Une section de mur à La Joya, Texas, le 1er juillet 2021. | Brandon Bell / AFP

Une section de mur à La Joya, Texas, le 1er juillet 2021. | Brandon Bell / AFP

L'entrepreneur qui a tout parié sur le mur de Donald Trump y croit encore

Malgré la défaite de l'ancien président, Tommy Fisher continue sans relâche d'essayer de vendre son mur.

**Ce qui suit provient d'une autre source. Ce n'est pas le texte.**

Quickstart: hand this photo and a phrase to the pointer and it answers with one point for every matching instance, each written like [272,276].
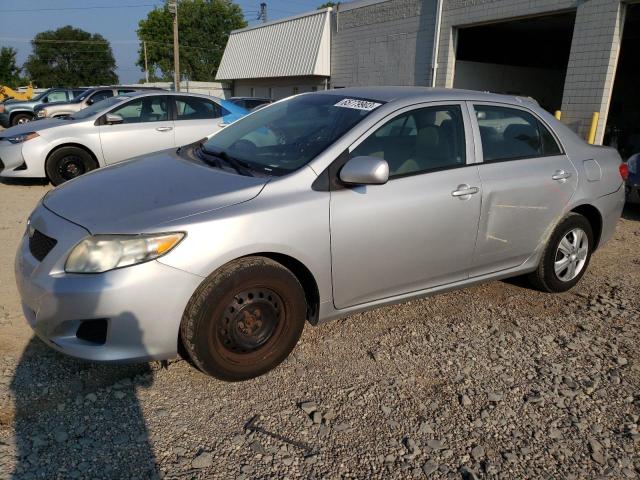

Un mur géant tout le long de la frontière avec le Mexique. La promesse phare de la campagne de Donald Trump, qui souhaitait stopper l'immigration illégale, était prise très au sérieux par les partisans du candidat à l'élection présidentielle. L'un d'entre eux, Tommy Fisher, le PDG d'une entreprise de BTP, s'est même mis en tête de le construire.

Depuis 2016, Fisher écume les plateaux de Fox News et d'autres médias conservateurs pour clamer qu'il peut construire le meilleur mur imaginable.

Comme l'explique Bloomberg dans un portrait, Fisher a une obsession: laisser une trace dans l'histoire. Le mur de Trump représente pour lui la parfaite opportunité: «C'est un projet dont on se rappellera, comme le barrage Hoover.»

Fisher dépense plus de 100.000 dollars (85.000 euros) en lobbying et communication pour récupérer le contrat public pour le mur. Mais près d'un million de dollars d'amendes pour des infractions environnementales, de sécurité et du droit du travail ainsi qu'une affaire de fraude fiscale ne mettent pas son entreprise, Fisher Sand & Gravel, en odeur de sainteté à Washington.

Ne pouvant obtenir de contrat officiel, Fisher se décide à se tourner vers We Build the Wall. L'association fondée par Steve Bannon, l'éminence grise de Donald Trump, vise à construire des portions privées du mur afin d'accélerer le processus. En 2019, Fisher construit ainsi environ un kilomètre de mur pour 6,9 millions de dollars, réunis via une cagnotte en ligne.

«Lamborghini des murs»

Pas de chance pour l'entrepreneur, We Build the Wall n'est pas une organisation des plus sérieuses. Ses paiements se faisant attendre, Fisher finit par se séparer de l'organisation et continue le projet avec ses fonds personnels. Bannon est mis en examen quelques mois plus tard pour s'être servi dans la caisse de l'organisation.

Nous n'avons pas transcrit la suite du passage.